Il protagonista della piazza sembra però essere il grande tiglio plurisecolare, che scientificamente si chiama Tilia platyphyllos. E’ altro 15 metri, con un fusto che misura oltre tre metri di circonferenza.
Ma il territorio di Sessano resta famoso per un’epica battaglia che si svolse il 28 giugno del 1442 tra Alfonso I d’Aragona e Antonio Caldora, ultimo sostenitore della fazione angioina. In fin dei conti qui si giocarono le sorti dell’Italia meridionale.
Alfonso ormai aveva conquisato Napoli sottomettendo tutte le famiglie avversarie. Nel Molise, nell’area limitrofa al suo castello di Carpinone, Antonio Caldora con il suo esercito si era ritirato insieme a Paolo di Sangro per organizzare una stranua difesa contro l’Aragonese.
Il re concesse quattro giorni di attesa affinché Antonio si arrendesse nel suo castello di Carpinone e si accampò nell’agro di Sessano. Poco prima che scadesse il termine Caldora decise di attaccare l’esercito aragonese e mosse verso Sessano.

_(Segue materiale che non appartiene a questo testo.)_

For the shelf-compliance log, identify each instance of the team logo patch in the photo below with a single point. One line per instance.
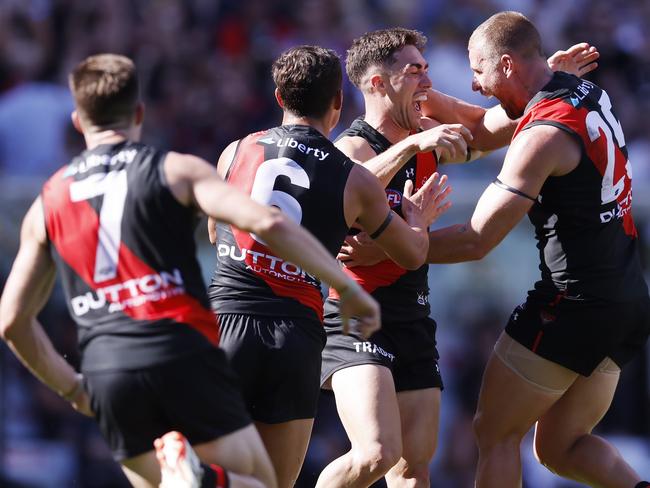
(394, 197)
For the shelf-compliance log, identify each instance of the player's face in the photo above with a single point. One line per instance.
(490, 80)
(407, 85)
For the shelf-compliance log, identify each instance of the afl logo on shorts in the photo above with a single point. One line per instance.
(394, 197)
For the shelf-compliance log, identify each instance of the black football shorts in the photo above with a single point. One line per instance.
(278, 361)
(408, 349)
(578, 333)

Per vari giorni i due eserciti, postisi sulle opposte sponde del piccolo Carpino, si osservarono evitando l’attacco. Poi Alfonso, che personalmente comandava le operazioni, ordinò ad un gruppo di soldati catalani e siciliani di passare il fiume e attaccare il nemico. Antonio Caldora ebbe la meglio e si convinse che quello era il momento dell’attacco. Mentre le sue truppe irrompevano tra le fila degli aragonesi accadde ciò che Antonio non aveva previsto. Paolo di Sangro passò dalla parte di Alfonso con buona parte dei soldati. Caldora rimase disorientato e, nonostante una prima onorevole difesa, alla fine fu costretto alla resa finché, scendendo da cavallo dovette inchinarsi davanti per baciare il piede di Alfonso che non scese neppure dal suo cavallo. Poi si seppe che il tradimento di Paolo di Sangro era stato concordato nella notte con promesse di feudi e concessioni di ogni genere.